My IDE crosses this threshold more often than it should, so it’s sluggish. What’s the reason and what can be done about it?
It seems like a fundamental law in software engineering that every new version of any program executes more code than the previous version.
Java 5 introduced the java.util.concurrent API that made corse grained parallelism easier. The combination of thread pools, Futures and Barriers covered a wide range of tasks between CPU and I/O bound.
To me as UI programmer this had little consequence. For a while I could still state that Java+SWT is fast, consuming my part of that lunch that is not free any more but was cheap enough anyway in the doses I required.
This is changing. A few years ago we saw a pain barrier reached and solved in startup time of various operating systems. Today my pain barrier is reached in many of the functions that are executed as reaction to user clicks and key presses in my IDE. Undoubtedly it is only a matter of time when this will apply to smaller desktop applications, too. They must react, and using multiple cores is the solution at hand.
Other languages and frameworks already have good support for multicore programming, Java 7 will include the ForkJoin framework for Java. In the wild, it is a library known as jsr166y that can also be used with Java 6.
In the following I’ll discuss a little example that shows how to use the ForkJoin framework.
A simple easily parallelizable example is assigning random values in a large array. It’s also an example that can not be solved with raw processor power but accesses memory.
First, care must be taken where the random number comes from. Even a sequential solution using ForkJoins ThreadLocalRandom was about twice as fast than one with Math.random().
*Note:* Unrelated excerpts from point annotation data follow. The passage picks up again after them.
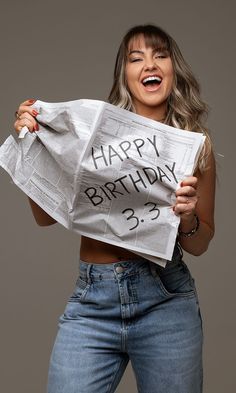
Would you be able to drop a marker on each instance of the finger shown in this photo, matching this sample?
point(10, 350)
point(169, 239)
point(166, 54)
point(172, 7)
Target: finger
point(28, 116)
point(28, 102)
point(19, 124)
point(28, 109)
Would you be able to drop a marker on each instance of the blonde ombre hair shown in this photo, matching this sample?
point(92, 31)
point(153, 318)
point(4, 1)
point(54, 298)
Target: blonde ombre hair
point(185, 108)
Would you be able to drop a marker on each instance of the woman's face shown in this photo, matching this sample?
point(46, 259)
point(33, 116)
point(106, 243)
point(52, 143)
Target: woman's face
point(149, 75)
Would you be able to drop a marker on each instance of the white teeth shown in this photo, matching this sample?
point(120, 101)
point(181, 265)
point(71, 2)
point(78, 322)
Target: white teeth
point(152, 78)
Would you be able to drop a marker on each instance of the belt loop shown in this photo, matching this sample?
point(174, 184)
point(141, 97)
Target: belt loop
point(88, 273)
point(152, 266)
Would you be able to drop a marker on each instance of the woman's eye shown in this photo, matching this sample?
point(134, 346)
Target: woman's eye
point(135, 60)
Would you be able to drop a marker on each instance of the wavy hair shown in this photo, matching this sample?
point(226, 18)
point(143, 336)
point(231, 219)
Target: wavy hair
point(185, 108)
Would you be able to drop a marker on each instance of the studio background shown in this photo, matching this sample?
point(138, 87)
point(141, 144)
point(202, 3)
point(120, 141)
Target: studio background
point(60, 51)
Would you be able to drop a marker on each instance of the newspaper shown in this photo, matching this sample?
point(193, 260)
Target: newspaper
point(105, 173)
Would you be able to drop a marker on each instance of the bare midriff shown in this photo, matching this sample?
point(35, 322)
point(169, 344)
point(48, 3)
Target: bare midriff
point(95, 251)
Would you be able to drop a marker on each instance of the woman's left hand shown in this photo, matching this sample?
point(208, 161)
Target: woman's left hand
point(186, 198)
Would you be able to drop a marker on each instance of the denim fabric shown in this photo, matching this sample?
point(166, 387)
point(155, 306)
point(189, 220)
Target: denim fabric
point(129, 310)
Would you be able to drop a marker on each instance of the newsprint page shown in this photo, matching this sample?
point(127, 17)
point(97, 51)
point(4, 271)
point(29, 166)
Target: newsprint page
point(105, 172)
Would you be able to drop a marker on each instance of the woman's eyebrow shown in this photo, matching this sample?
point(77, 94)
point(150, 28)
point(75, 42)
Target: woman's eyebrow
point(136, 51)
It’s also more comfortable to use.
int[] result = new int[ARR_SIZE];
for( int i = 0; i < result.length; i++ ) {
result[i] = ThreadLocalRandom.current().nextInt( result.length );
}
ForkJoin provides a class named ForkJoinPool as executor service for tasks. The constructor can be configured with the parallelism (number of threads) to be used. The default constructor takes the number of available processors as returned by Runtime.availableProcessors(). The pool is then given tasks for execution.
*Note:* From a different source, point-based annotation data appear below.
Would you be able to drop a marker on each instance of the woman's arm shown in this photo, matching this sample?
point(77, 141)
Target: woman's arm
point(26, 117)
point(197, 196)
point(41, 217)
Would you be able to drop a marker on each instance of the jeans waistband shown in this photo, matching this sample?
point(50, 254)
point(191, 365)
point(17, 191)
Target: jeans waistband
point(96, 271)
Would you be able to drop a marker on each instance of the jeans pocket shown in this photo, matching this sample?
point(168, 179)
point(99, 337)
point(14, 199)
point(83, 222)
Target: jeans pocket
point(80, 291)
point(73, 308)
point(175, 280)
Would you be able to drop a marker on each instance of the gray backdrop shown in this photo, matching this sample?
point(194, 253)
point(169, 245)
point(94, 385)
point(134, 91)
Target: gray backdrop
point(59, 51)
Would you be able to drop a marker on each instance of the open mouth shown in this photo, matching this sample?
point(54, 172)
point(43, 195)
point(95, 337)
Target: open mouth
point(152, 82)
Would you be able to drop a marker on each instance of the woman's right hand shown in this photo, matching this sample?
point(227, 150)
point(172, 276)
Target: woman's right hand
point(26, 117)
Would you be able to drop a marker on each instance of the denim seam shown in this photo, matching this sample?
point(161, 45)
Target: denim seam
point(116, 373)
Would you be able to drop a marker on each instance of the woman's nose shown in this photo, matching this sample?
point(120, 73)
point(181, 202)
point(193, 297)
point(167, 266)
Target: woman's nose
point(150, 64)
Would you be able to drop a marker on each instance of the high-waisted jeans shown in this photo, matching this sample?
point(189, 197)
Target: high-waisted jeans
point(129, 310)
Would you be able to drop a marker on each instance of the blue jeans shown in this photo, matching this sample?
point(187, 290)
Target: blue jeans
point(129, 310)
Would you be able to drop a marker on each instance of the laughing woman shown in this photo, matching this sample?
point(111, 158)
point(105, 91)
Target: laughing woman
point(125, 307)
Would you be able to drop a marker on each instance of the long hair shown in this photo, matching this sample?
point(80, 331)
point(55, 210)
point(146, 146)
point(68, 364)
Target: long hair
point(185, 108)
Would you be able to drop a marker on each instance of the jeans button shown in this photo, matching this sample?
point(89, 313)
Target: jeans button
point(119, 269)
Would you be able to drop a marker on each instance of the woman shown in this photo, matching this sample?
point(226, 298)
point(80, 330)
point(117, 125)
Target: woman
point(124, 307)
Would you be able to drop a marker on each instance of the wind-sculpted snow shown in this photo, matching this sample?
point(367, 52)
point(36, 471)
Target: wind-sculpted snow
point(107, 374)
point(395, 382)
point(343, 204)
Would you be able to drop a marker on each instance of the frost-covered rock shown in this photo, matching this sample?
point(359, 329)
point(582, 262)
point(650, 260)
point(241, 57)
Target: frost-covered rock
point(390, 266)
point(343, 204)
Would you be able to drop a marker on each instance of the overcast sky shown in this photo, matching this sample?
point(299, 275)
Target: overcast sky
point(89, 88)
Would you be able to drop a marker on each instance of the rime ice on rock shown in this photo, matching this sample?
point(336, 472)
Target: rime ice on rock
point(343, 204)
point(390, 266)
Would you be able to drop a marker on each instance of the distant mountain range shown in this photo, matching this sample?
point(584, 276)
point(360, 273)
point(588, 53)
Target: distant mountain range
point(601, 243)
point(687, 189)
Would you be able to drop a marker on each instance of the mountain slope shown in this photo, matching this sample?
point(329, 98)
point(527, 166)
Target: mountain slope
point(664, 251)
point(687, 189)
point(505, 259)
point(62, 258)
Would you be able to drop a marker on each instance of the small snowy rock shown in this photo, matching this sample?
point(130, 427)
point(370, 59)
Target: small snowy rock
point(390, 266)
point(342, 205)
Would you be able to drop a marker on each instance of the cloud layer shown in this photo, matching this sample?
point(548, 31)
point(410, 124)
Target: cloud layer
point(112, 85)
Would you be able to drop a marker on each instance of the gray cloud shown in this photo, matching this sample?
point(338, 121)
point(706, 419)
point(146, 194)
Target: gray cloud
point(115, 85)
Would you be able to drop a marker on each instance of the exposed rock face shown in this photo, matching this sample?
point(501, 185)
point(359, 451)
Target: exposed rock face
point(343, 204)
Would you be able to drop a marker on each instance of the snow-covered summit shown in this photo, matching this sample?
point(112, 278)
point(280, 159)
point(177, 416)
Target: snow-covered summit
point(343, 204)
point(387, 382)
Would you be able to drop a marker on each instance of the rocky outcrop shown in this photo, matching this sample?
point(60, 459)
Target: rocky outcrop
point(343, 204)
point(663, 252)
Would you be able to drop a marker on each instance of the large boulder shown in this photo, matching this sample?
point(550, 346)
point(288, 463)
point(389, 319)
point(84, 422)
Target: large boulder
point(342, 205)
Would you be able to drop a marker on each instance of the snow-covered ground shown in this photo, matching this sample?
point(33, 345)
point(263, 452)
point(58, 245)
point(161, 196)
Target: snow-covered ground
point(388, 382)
ForkJoinPool pool = new ForkJoinPool();
pool.invoke( new ArrayGenerator( result, 0, result.length ) );
The ArrayGenerator is a RecursiveAction. The RecursiveAction differs from the RecursiveTask mainly in the return value of the compute() method. It’s implementation is a straightforward recursive algorithm. First, there is an exit condition that solves the remaining problem sequentially. If that is not hit yet, the remaining problem is divided for two other RecursiveActions. Those are given to invokeAll, which blocks execution in this task until all subtasks are executed. In my experiments, the definition of the exit condition didn’t matter as long as all cores where busy at least once.
public class ArrayGenerator extends RecursiveAction {
private int[] nums;
private final int start, end;
public ArrayGenerator( int[] nums, int start, int end ) {
this.nums = nums;
this.start = start;
this.end = end;
}
@Override
protected void compute() {
if( arrayIsSmallEnough() ) {
assignSequential();
} else {
int middle = start + (end - start)/2;
ArrayGenerator left = new ArrayGenerator(nums, start, middle);
ArrayGenerator right = new ArrayGenerator(nums, middle, end);
invokeAll( left, right );
}
}
...
}
On my machine with 2 cores I achieved a speedup of 1.24 over the sequential solution. While that’s not as good as I hoped it still is a significant improvement that has the chance to move my clicks back down into the green area. I suspect that more cores could achieve a better speedup, so there is free lunch again once I design my program for concurrent execution.
Programming with this framework seems easy enough to me to see it adopted widely. However, we must rethink our problems and search for chances to parallelize.
I implemented the same thing with ThreadPoolExecutors and Futures. While the execution time did not differ there, it took me 3 times as long to implement it.